Le droit privé est au cœur de tous les systèmes juridiques occidentaux ; c’est le cas de la France comme de l’Allemagne, de l’Angleterre, des Etats-Unis et de bien d’autres pays. La promulgation du Code civil français en 1804 fut une réalisation majeure et un sous-produit important de la Révolution. Elle supprime les vestiges du féodalisme et crée de nouveaux titulaires de droits : citoyens et personnes morales. Elle définit la propriété non plus comme un ensemble de privilèges aristocratiques, mais comme des droits absolus que les personnes physiques ou morales peuvent avoir par rapport à un objet spécifique. Et elle a précisé les règles de passation des contrats relatifs à ces actifs et à leur héritage.
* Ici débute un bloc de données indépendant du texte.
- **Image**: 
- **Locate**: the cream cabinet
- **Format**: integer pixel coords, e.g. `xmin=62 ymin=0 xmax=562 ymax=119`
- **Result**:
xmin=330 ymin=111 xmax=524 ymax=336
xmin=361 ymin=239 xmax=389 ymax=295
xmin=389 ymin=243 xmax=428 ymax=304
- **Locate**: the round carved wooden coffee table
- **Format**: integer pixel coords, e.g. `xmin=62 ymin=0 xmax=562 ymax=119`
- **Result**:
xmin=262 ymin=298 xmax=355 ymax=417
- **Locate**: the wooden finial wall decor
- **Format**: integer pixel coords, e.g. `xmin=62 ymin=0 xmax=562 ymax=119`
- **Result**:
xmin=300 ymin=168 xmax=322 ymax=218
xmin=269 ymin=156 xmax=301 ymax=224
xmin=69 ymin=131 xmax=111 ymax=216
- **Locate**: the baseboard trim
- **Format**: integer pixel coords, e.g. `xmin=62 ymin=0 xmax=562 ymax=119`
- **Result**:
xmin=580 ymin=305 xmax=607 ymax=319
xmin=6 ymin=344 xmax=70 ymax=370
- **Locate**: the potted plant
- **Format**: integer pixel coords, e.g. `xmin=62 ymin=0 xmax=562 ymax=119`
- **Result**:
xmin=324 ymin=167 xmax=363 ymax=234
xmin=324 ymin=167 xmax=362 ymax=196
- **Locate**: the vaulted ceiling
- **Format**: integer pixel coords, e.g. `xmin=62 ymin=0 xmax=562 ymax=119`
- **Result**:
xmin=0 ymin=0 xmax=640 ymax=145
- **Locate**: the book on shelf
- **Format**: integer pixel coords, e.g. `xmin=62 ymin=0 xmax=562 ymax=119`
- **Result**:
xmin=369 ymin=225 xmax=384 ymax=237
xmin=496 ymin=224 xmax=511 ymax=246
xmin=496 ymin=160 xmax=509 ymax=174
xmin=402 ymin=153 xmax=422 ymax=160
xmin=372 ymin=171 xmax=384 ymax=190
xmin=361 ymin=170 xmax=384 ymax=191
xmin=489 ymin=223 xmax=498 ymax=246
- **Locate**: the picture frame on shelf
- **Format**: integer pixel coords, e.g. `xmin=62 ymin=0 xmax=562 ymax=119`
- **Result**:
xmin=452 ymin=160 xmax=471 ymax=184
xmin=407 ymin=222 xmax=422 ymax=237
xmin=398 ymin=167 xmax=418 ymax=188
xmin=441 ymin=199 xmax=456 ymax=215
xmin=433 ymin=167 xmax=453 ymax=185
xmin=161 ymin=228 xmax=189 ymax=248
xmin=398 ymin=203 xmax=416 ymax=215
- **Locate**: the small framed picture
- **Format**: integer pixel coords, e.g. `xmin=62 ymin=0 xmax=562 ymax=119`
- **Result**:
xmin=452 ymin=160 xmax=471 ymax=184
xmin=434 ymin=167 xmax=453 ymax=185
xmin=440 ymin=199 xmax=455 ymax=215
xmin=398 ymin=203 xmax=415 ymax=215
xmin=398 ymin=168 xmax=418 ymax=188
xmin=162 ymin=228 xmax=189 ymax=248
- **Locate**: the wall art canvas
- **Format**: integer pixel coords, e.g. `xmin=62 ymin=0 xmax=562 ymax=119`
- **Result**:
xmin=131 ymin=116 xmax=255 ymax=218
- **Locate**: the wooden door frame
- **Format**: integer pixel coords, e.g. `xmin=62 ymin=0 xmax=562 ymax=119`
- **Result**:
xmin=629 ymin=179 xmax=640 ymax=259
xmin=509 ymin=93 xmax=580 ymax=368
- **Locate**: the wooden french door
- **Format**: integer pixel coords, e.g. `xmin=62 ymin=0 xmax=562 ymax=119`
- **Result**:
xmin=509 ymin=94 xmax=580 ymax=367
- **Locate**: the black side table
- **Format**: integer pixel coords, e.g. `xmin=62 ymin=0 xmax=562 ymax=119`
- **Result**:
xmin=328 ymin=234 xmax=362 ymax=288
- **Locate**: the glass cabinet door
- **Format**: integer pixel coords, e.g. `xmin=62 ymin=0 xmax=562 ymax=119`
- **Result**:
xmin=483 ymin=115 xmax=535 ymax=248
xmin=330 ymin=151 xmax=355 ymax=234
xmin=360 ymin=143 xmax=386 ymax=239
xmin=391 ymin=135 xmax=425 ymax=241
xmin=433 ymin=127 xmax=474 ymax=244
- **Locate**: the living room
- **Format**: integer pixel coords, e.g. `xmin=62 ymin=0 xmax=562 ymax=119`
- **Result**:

Certaines dispositions du Code civil sont obligatoires, mais beaucoup sont facultatives. Le droit privé est un droit horizontal ; il donne aux parties privées le pouvoir de se prévaloir des pouvoirs coercitifs de l’État dans la gestion de leurs affaires privées.
On peut considérer les États-nations modernes comme l’organisation juridique des pouvoirs centralisés de coercition. La loi détermine la relation entre l’État et ses citoyens ainsi que les non-citoyens (de haut en bas) ; entre les individus et l’État (de bas en haut comme stipulé dans les droits humains négatifs) ; et les droits horizontaux des personnes physiques et morales. Cette relation horizontale est souvent négligée par les politologues et tenue pour acquise par l’économie, mais elle est essentielle pour l’organisation de nos économies, et en fait, pour l’organisation du capitalisme. Les parties privées mobilisent les pouvoirs de l’État lorsqu’elles concluent un contrat, car seuls les accords qui remplissent les conditions juridiques préalables d’un contrat seront exécutoires devant un tribunal ; elles le font également lorsqu’elles transfèrent la propriété ou accordent une hypothèque ou une autre garantie ; ou lorsqu’elles constituent des organisations commerciales que la loi reconnaît comme personnes morales et peuvent donc posséder leurs propres biens, contracter en leur propre nom, poursuivre et être poursuivies en leur nom propre.
Cela dit, la souplesse avec laquelle les parties privées peuvent repousser les limites du droit existant et s’engager dans l’innovation juridique en s’attendant à ce que de nouveaux types de transactions et de nouveaux actifs soient reconnus par un tribunal varie selon le système juridique. Les systèmes de droit civil, comme ceux de la France et de l’Allemagne, sont plus conservateurs que ceux de la common law. Les systèmes de droit civil insistent beaucoup plus sur le fait que l’État stipule un ensemble de droits de propriété et que les parties privées ne peuvent le faire. C’est ce qu’on appelle les « Numerus clauses » du droit de propriété. Comparons cela à l’invention du « trust » en droit anglais. Essentiellement, le trust est un mécanisme contractuel qui modifie les relations de propriété sans respecter les exigences du droit des biens. Ce dispositif a été reconnu par les tribunaux anglais depuis longtemps et est devenu un module juridique de base pour la titrisation d’actifs, les dérivés de crédit et la dissimulation d’actifs aux autorités fiscales et autres créanciers. Certains pays de droit civil, dont la France, ont copié les caractéristiques du trust, mais ne l’ont pas entièrement adoptée. Néanmoins, le fait qu’ils aient tenté de l’imiter suggère que les systèmes de droit civil sont devenus plus ouverts avec le temps à certains aspects de la common law. Ceci est, bien sûr, renforcé par le fait que le droit est devenu une pratique multinationale. De nombreux étudiants français ou allemands obtiennent des diplômes de master au Royaume-Uni ou aux États-Unis et la plupart des principaux cabinets d’avocats spécialisés dans le droit des marchés financiers ou les fusions et acquisitions en France et en Allemagne sont des cabinets anglo-saxons qui ont fusionné des cabinets locaux.